Warum Kunst im Büro Ihren Mitarbeitern gut tut

Employer Branding

Unternehmen entdecken in Kunst das Potential, die Kreativität und Kommunikation ihrer Mitarbeiter zu fördern – und darauf kommt es in Zukunft an.

Kunst ist hip und der Kunstmarkt boomt. Mittlerweile erkennen aber auch Unternehmensführer jenseits von Prestigedenken und materieller Wertschöpfung den ideellen Nutzen von Kunst. Manager sehen sich inzwischen gar selbst gern als Künstler. Ihr kreatives Denken und Handeln kann in der Tat zum Gewinn für das Unternehmen werden.

Zwei Aspekte stehen dabei im Vordergrund: Kunst kann Kommunikation und Kunst ist Ausdruck von Kreativität. Kunst – Kommunikation – Kreativität. Diese drei Ks werden künftig notwendige Faktoren und Voraussetzung für Innovationen sein.

Doch: Warum wird Kunst überhaupt gemacht? Was treibt einen Künstler an, sich täglich ans Werk zu setzen, oft ohne Auftrag, und so lange mit sich selbst zu ringen, bis die ersten Striche gesetzt sind und das Bild vollendet ist?

Künstler tun etwas, für das es zunächst keine Nachfrage und keinen Markt gibt. Ihre Motivation entspringt einem tiefen inneren Antrieb und dem Glauben an sich selbst. Sie verfügen über eine eigene Sprache und Ausdrucksweise und sind überzeugt von der Relevanz ihres Tuns, trotz nagender Selbstzweifel. Und gerade diese Zweifel erfüllen eine wichtige Funktion: die der Selbstkorrektur.

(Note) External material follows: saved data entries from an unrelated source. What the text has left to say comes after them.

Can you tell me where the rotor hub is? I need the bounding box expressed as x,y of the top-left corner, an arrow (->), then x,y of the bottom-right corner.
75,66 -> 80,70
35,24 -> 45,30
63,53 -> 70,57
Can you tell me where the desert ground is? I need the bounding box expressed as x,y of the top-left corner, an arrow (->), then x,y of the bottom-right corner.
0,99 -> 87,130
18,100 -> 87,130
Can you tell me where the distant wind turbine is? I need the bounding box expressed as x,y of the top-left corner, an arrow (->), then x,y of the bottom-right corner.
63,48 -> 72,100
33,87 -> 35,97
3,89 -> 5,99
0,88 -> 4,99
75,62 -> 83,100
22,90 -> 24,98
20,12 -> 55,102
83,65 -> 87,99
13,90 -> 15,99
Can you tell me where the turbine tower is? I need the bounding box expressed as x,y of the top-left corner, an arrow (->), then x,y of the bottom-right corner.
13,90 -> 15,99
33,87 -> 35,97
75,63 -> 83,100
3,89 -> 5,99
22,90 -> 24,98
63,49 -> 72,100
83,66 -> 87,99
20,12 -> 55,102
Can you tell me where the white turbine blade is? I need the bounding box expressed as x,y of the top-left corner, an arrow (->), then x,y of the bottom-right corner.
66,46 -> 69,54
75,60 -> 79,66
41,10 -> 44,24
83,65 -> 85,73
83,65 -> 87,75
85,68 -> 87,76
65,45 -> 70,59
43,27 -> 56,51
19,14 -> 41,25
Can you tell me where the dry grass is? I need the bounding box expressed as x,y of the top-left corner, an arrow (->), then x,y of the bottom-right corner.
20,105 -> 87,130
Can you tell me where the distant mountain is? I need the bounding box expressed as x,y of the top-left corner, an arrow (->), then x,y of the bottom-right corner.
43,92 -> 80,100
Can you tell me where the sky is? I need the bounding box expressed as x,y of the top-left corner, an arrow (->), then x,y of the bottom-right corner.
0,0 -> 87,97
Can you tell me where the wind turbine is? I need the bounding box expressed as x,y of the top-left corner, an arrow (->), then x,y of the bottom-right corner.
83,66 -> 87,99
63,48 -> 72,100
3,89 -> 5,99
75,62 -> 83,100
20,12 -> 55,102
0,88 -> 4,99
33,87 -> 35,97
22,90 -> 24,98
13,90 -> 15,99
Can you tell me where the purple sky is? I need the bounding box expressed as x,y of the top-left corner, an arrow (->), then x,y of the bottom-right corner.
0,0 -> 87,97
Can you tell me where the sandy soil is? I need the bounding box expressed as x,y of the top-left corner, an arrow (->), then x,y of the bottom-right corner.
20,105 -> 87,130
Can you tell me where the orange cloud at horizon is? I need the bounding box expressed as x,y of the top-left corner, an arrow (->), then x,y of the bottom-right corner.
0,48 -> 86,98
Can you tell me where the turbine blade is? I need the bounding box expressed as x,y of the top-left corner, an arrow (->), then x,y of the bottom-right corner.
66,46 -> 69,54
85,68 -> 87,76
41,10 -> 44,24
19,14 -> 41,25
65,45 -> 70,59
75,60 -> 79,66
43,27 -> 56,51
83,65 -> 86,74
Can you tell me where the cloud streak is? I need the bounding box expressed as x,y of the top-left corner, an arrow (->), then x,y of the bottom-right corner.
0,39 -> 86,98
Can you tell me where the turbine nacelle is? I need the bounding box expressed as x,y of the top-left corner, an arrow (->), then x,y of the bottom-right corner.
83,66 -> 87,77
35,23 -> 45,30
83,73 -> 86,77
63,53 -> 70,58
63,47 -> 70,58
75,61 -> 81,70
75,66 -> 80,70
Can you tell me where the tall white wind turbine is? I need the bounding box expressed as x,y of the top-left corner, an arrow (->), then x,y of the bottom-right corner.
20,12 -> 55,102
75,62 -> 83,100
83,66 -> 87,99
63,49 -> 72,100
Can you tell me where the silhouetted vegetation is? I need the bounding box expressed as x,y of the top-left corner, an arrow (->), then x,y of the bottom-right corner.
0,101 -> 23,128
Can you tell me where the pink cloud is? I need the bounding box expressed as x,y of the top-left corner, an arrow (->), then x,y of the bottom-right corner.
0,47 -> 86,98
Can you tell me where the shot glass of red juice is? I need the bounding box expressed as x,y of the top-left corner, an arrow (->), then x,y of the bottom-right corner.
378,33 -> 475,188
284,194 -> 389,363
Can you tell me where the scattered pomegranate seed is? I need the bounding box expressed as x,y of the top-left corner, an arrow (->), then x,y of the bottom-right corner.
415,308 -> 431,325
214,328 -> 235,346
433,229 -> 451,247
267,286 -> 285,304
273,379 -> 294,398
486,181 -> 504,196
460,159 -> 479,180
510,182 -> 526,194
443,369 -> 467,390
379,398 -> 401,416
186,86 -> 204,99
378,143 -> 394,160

Auch empfinden Künstler ihr Tun nicht unbedingt als Arbeit im klassischen Sinne, wenngleich das, was sie machen, Arbeit ist. Vielmehr handelt es sich, wie der Künstler Wassily Kandinsky es einmal formulierte, um eine „innere Notwendigkeit“. Dennoch erschaffen sie dabei ein Werk, ein Produkt, das nach Fertigstellung auch zum Verkauf angeboten wird. Um das Kunstwerk in den Kreislauf der Wertschöpfungskette zu setzen, müssen Markt und Käufer gefunden werden. Darin sind Kunst und Wirtschaft vergleichbar: Eine Erfindung, eine Neuheit braucht stets einen Absatzmarkt.

Von Künstlern lernen

Künstler sind autonom, sich selbst verpflichtet und agieren eigenverantwortlich. Sie bestimmen ihre Arbeitszeit und haben keinen Nine-to-Five-Job. Sie folgen inneren Impulsen, die die Kreativität anstoßen. Die Selbstbestimmtheit ihrer Arbeitsweise und -zeit wirkt sich produktiv aus und lässt jene Angestellten sehnsüchtig werden, die ihre Zeitkarte stechen und von Präsentismus geplagt werden.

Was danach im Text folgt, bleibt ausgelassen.